Warning: Training structures with a value for CTIFOR and without must not be combined. Either CTIFOR is provided for all structures or for none of them.
  • Primitive lattice vectors (ang.): Bravais matrix of the structure, one line corresponds to one lattice vector. The unit of length units is Angstrom.
  • Atomic positions (ang.): Ionic positions in Cartesian coordinates (given in Angstrom). Note that the order of atoms needs to correspond to the atom types list in Atom types and atom numbers.
  • Total energy (eV): Total energy (in eV) of the structure.
  • Forces (eV ang.^-1): Forces (in eV/Angstrom) for each atom in the structure.
  • Stress (kbar): 6 entries for the stress tensor (in kb) of the structure.

Merging different ML_AB files

Multiple ML_AB files may be merged by hand, keeping the following restrictions and tips in mind:

  • The training structure data can be simply concatenated, i.e., by just adding more structure sections starting with Configuration num. n at the end of the file. However, the structure numbering needs to be updated in such way that they are enumerated continuously starting from 1.

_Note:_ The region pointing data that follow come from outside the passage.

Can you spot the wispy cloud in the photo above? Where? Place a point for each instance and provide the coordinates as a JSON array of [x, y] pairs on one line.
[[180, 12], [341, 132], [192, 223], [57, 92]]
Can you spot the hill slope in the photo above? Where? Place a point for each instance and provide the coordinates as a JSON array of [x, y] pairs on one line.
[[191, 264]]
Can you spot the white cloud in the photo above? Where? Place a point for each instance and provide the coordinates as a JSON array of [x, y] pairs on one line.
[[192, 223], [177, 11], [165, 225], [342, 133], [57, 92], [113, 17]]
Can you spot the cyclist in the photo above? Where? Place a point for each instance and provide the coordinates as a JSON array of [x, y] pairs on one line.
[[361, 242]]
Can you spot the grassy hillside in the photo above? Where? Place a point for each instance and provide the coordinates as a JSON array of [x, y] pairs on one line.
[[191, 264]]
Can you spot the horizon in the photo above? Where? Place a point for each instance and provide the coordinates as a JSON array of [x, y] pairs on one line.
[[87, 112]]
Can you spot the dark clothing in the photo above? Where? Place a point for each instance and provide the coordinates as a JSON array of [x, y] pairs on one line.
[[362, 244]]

  • We strongly advise to group structures with the same number of elements and atoms per element in the training data together, otherwise the code will automatically reorder the data, such that those are sticking together. If one relies on the automatic reordering it will not be possible to easily "diff" the input ML_AB file and its corresponding ML_ABN output file.
  • The header must be adjusted to reflect the combined number of element types, maximum number of atoms, etc.

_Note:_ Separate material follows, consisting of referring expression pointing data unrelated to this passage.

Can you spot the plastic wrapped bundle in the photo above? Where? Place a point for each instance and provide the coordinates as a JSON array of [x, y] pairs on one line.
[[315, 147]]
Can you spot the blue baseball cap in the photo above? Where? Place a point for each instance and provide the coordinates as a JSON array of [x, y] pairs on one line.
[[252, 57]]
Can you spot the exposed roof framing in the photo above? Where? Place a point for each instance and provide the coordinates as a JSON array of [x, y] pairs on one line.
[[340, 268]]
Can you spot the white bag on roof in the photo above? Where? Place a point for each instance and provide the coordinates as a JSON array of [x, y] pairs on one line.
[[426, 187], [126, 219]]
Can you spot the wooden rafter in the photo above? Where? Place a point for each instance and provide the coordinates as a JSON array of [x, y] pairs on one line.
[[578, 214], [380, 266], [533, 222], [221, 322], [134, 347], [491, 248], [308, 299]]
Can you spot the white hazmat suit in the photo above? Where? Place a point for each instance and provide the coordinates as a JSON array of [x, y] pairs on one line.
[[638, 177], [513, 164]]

Warning: The maximum number of the training structures ML_MCONF and the maximum number of the local reference configurations ML_MB in the INCAR file have to be set larger than the entries The number of configurations and The numbers of basis sets per atom type in the ML_AB file, respectively.
  • The lists of local reference configurations cannot be easily merged (renumbering would be required). Instead, it is recommended to recalculated them using ML_ISTART=3. However, to start with a valid ML_AB file first manually set The numbers of basis sets per atom type to 1 for each species. Also, set the block Basis set for X with dummy value 1 1 for each species. After running with ML_ISTART=3 the output ML_ABN will contain the selected new local reference configurations for the combined training data.
Tip: If calculations for ML_ISTART=3 are too time consuming using the default settings it is useful to increase ML_MCONF_NEW to values around 10-16 and set ML_CDOUB=4. This often accelerates the calculations by a factor of 2-4.